Configuration procedure
Follow these steps to associate a port with the protocol-based VLAN:
|
To do... |
Use the command... |
Remarks |
|
Enter system view |
system-view |
— |
|
Enter port view |
interface interface-type interface-number |
— |
|
Associate the port with the specified protocol-based VLAN |
port hybrid protocol-vlan vlan vlan-id { protocol-index [ to protocol-index-end ] | all } |
Required By default, a port is not associated with any protocol-based VLAN. |
Displaying Protocol-Based VLAN Configuration
|
To do... |
Use the command... |
Remarks |
|
Display the information about the protocol-based VLAN |
display vlan [ vlan-id [ to vlan-id ] | all | dynamic | static] |
Available in any view |
|
Display the protocol information and protocol indexes configured on the specified VLAN |
display protocol-vlan vlan { vlan-id [ to vlan-id ] | all } |
|
|
Display the protocol information and protocol indexes configured on the specified port |
display protocol-vlan interface { interface-type interface-number [ to interface-type interface-number ] | all } |
Protocol-Based VLAN Configuration Example
Network requirements
l As shown in Figure 2-2, Workroom connects to the LAN through port Ethernet 1/0/10 on the S3100 switch.
l IP network and AppleTalk network workstations (hosts) coexist in the Workroom.
l The S3100 switch connects to VLAN 100 (using IP network) through Ethernet 1/0/11 and to VLAN 200 (using AppleTalk network) through Ethernet 1/0/12.
l Configure the switch to automatically assign the IP and AppleTalk packets to proper VLANs for transmission, so as to ensure the normal communication between the workstations and servers.
Network diagram
Figure 2-2 Network diagram for protocol-based VLAN configuration
Configuration procedure
# Create VLAN 100 and VLAN 200, and add Ethernet 1/0/11 and Ethernet 1/0/12 to VLAN 100 and VLAN 200 respectively.
<Switch> system-view
[Switch] vlan 100
[Switch-vlan100] port Ethernet 1/0/11
[Switch-vlan100] quit
[Switch] vlan 200
[Switch-vlan200] port Ethernet 1/0/12
# Configure protocol templates for VLAN 200 and VLAN 100, matching AppleTalk protocol and IP protocol respectively.
[Switch-vlan200] protocol-vlan at
[Switch-vlan200] quit
[Switch] vlan 100
[Switch-vlan100] protocol-vlan ip
# To ensure the normal operation of IP network, you need to configure a user-defined protocol template for VLAN 100 to match the ARP protocol (assume Ethernet II encapsulation is adopted here).
[Switch-vlan100] protocol-vlan mode ethernetii etype 0806
# Display the created protocol-based VLANs and the protocol templates.
[Switch-vlan100] display protocol-vlan vlan all
VLAN ID: 100
VLAN Type: Protocol-based VLAN
Protocol Index Protocol Type
0 ip
1 ethernetii etype 0x0806
VLAN ID: 200
VLAN Type: Protocol-based VLAN
Protocol Index Protocol Type
0 at
# Configure Ethernet 1/0/10 as a hybrid port, which removes the VLAN tag of the packets of VLAN 100 and VLAN 200 before forwarding the packets.
[Switch-vlan100] quit
[Switch] interface Ethernet 1/0/10
[Switch-Ethernet1/0/10] port link-type hybrid
[Switch-Ethernet1/0/10] port hybrid vlan 100 200 untagged
# Associate Ethernet 1/0/10 with protocol template 0 and 1 of VLAN 100, and protocol template 0 of VLAN 200.
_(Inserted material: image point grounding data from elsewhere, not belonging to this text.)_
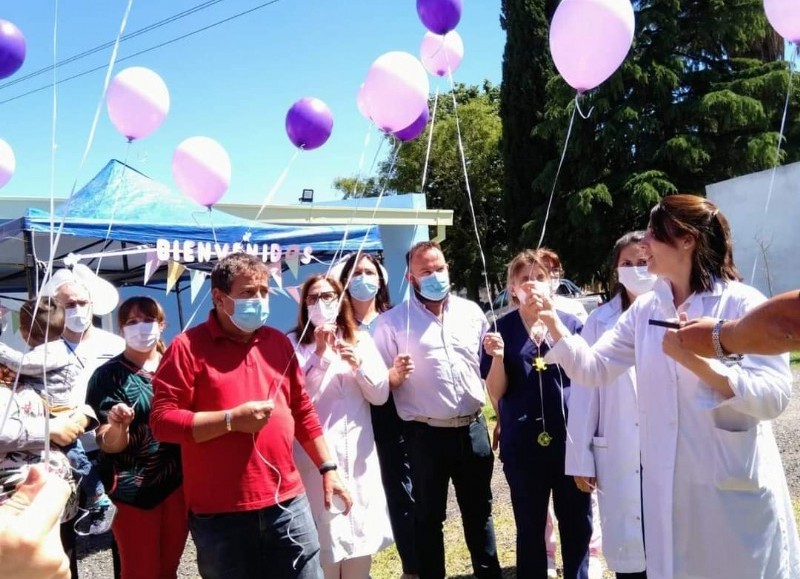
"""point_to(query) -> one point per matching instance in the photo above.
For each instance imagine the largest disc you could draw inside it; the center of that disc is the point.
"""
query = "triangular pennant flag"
(293, 262)
(174, 272)
(276, 274)
(150, 267)
(198, 278)
(294, 291)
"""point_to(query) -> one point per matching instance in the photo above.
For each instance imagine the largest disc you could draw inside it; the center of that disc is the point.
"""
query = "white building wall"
(766, 244)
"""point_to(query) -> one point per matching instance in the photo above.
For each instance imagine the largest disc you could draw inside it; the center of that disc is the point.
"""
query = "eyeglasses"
(326, 297)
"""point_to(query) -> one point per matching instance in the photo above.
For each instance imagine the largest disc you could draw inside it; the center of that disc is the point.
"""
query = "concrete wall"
(766, 244)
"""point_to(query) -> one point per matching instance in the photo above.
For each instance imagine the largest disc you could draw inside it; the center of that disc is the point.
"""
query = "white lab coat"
(603, 442)
(342, 398)
(716, 503)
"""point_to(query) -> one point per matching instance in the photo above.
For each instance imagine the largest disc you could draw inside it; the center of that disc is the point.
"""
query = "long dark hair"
(382, 301)
(679, 215)
(630, 238)
(149, 307)
(345, 321)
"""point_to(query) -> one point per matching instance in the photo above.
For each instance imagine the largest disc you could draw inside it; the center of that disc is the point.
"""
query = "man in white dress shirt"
(434, 340)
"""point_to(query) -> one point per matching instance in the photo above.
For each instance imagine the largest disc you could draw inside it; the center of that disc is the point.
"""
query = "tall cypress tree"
(527, 67)
(698, 100)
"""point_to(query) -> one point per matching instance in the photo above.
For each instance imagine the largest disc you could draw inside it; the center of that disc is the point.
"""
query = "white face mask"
(636, 280)
(321, 313)
(142, 337)
(78, 319)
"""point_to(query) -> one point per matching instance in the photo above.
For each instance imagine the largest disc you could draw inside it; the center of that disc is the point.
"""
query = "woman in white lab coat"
(714, 494)
(603, 425)
(344, 375)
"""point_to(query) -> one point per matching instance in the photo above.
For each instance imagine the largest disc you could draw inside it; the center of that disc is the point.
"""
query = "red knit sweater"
(205, 370)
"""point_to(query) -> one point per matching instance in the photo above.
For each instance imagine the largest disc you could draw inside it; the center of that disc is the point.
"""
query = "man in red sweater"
(231, 393)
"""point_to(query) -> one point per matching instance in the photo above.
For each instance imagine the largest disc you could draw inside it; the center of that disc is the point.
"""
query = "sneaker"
(551, 568)
(595, 568)
(97, 519)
[Switch-Ethernet1/0/10] port hybrid protocol-vlan vlan 100 0 to 1
[Switch-Ethernet1/0/10] port hybrid protocol-vlan vlan 200 0
# Display the associations between Ethernet 1/0/10 and the VLAN protocol templates to verify your configuration.
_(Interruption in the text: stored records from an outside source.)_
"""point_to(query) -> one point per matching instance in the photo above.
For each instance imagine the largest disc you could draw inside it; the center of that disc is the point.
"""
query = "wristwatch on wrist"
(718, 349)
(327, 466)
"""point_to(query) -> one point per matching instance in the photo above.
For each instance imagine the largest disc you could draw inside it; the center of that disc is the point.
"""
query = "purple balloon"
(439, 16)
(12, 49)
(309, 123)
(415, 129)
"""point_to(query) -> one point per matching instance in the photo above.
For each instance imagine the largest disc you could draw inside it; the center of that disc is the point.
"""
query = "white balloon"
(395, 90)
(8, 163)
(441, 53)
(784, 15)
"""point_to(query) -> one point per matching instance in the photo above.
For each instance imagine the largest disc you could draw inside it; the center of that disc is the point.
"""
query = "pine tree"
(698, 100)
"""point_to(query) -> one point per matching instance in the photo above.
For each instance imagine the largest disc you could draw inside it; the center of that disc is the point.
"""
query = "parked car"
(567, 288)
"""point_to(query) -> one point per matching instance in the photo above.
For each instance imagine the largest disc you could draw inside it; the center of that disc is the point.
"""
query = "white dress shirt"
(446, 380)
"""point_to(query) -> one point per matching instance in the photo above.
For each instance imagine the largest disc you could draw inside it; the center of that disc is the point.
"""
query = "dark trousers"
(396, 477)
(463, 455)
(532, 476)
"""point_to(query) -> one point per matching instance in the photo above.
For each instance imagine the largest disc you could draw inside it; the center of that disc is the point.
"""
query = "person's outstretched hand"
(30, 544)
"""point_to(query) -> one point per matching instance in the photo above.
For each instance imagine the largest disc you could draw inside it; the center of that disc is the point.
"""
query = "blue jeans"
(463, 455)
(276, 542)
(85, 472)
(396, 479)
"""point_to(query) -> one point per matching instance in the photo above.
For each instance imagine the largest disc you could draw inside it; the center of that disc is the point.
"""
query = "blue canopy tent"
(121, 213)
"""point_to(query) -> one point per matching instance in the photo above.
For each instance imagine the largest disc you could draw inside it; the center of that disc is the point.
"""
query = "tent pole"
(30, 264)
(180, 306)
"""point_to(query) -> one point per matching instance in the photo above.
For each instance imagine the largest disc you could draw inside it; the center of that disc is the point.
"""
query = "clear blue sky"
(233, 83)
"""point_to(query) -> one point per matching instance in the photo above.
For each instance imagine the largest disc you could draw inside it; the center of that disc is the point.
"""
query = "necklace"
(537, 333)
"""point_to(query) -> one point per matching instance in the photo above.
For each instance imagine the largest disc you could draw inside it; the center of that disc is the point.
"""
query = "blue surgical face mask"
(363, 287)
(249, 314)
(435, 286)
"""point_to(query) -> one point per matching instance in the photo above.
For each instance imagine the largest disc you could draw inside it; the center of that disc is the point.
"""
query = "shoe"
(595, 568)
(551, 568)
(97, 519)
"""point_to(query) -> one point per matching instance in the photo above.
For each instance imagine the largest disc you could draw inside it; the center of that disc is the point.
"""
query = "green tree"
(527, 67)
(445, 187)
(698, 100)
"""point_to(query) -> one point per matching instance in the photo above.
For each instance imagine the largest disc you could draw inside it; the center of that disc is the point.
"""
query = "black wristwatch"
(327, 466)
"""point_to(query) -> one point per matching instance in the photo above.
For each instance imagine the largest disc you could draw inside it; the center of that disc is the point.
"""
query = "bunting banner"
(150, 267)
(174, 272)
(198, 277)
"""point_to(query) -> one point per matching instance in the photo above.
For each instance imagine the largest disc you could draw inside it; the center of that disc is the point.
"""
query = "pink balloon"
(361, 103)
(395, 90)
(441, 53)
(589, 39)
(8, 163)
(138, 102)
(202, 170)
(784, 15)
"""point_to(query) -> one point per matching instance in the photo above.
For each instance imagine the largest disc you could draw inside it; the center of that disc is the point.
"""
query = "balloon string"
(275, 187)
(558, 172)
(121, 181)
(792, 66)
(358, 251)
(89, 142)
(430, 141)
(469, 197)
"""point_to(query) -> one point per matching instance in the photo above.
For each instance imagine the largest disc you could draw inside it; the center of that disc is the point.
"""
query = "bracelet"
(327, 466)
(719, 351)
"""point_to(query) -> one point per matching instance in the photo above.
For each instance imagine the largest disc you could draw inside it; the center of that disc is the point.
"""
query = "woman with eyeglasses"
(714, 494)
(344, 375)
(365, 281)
[Switch-Ethernet1/0/10] display protocol-vlan interface Ethernet 1/0/10
Interface:Ethernet1/0/10
VLAN ID Protocol-Index Protocol-Type
100 0 ip
100 1 ethernetii etype 0x0806
200 0 at
The above output information indicates that Ethernet 1/0/10 has already been associated with the corresponding protocol templates of VLAN 100 and VLAN 200. Thus, packets from the IP and AppleTalk workstations can be automatically assigned to VLAN 100 and VLAN 200 respectively for transmission by matching the corresponding protocol templates, so as to realize the normal communication between workstations and servers.